The trip from Boscastle to Daymer Bay on the Camel Estuary is exceptionally scenic. The sea was calm and we knew that we could get into Port Isaac for a break en route.
Boscastle harbour is a drowned river gorge.
Boscastle used to be a busy port handling the ores mined hereabouts. Boscastle was flooded in 2004 but there are few signs of that now.
There are many caves to explore.
At this time of year after rainfall there is plenty of fresh water falling down the cliffs making spectacular waterfalls.
There are many spectacular rock formations – this is Ladies Window.
Tintagel Head with the vast King Arthur Castle Hotel on the top of the cliff is a notable landmark.
The headland has seen a millennia of occupation and the remnants of the past can be clearly seen. Tintagel has historical importance and pottery from the sixth century has been found here. However, many visitors today are interested in the Arthurian associations. It’s always busy and very nice to view it from the sea without becoming embroiled too closely in the tourism.
We paddled on down the coast passing between Gull Rock and Trebarwith Strand.
Trebarwith was a busy quarry port before the tourists came. Another 8km of cliffs to paddle along before reaching Port Isaac.
Port Isaac is a fishing village. The drama Doc Martin is filmed here. In Tudor times it was a pilchard fishing port. The inshore lifeboat is housed inside the old fish cellars.
Port Isaac was busy with visitors. We had a welcome break from the kayaks and feasted on pasties, ice cream and tea.

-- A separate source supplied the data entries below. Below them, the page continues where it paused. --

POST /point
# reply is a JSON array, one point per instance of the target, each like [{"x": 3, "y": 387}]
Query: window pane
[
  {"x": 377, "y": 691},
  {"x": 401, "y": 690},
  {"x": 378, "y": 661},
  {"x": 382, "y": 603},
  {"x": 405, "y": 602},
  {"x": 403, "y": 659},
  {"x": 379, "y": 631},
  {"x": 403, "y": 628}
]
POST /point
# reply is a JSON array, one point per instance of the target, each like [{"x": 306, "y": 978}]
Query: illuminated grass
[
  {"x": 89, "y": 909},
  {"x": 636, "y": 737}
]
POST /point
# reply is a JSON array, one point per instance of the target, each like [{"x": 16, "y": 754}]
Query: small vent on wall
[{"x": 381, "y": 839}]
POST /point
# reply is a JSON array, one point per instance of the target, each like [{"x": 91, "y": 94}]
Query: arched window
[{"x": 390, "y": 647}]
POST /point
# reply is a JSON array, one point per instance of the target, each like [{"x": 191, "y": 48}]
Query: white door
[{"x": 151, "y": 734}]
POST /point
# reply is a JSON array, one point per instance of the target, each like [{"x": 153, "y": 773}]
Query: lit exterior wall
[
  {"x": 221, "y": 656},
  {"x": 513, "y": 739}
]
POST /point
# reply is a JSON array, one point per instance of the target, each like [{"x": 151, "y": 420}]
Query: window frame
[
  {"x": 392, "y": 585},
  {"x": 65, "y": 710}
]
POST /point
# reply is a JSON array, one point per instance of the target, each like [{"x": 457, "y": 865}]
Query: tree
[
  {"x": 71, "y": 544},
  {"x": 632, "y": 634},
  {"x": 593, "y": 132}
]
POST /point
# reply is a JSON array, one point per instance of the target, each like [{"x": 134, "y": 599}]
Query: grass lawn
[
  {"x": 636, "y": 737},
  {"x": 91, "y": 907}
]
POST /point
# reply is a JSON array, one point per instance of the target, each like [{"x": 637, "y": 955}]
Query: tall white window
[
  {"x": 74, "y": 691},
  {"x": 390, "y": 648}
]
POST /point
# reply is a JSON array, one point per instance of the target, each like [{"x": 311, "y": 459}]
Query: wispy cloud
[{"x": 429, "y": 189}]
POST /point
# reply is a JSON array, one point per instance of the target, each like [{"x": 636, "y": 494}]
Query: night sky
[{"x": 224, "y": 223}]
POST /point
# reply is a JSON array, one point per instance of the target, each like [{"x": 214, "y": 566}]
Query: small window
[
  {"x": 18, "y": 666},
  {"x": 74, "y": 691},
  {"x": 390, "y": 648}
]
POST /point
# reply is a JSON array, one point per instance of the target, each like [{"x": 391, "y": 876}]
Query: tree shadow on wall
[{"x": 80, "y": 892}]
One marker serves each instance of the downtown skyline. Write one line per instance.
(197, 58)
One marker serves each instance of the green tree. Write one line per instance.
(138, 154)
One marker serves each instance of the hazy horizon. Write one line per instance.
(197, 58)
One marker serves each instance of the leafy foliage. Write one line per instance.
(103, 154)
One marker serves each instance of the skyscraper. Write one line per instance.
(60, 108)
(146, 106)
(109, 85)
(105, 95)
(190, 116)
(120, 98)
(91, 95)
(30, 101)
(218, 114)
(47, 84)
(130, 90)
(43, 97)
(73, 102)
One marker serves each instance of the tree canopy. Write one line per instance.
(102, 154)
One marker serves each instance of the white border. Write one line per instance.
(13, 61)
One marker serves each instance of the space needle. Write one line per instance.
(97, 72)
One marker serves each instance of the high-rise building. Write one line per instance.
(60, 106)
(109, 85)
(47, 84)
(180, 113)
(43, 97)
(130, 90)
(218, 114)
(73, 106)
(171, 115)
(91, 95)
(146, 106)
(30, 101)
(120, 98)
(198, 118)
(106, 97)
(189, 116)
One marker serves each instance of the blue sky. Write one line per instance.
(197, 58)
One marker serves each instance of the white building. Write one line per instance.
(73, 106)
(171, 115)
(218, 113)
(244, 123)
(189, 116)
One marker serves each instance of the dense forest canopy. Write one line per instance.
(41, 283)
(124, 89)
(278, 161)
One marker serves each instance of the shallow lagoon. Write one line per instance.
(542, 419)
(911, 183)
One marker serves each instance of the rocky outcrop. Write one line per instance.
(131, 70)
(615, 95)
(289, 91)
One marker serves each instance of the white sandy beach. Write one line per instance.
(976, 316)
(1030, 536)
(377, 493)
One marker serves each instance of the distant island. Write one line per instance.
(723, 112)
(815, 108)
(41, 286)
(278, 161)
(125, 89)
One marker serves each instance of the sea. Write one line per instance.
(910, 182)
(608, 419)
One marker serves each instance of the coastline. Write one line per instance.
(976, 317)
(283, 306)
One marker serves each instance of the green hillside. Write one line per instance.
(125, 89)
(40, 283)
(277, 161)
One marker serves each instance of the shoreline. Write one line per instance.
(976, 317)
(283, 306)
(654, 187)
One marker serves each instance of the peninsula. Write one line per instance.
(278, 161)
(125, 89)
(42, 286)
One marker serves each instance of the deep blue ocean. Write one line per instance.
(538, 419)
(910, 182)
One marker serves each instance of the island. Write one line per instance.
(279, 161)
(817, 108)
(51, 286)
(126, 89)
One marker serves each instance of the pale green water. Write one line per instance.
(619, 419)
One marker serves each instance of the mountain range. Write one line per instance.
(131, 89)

We still had a long way to go so we paddled straight across Port Quin Bay. On a more leisurely paddle there is plenty to explore along the coast here. However we made a beeline for The Mouls which is an offshore island at The Rumps headland. There were plenty of Auks (Puffins live here) at the Mouls and the tide was running quite hard which made for an interesting few minutes as we rounded the island and headed for the Rumps.
Rumps point is the site of Cornwall’s finest Iron Age cliff castle and from the water we could clearly see ramparts and ditches constructed to keep out unwelcome boarders.
We continued under massive, impressive cliffs to Pentire Point where once again we encountered some tidal movement but with so little swell this was not a problem and we headed into Padstow Bay for the last few kilometres before reaching our get out at Daymer Bay.
28km in perfect paddling conditions.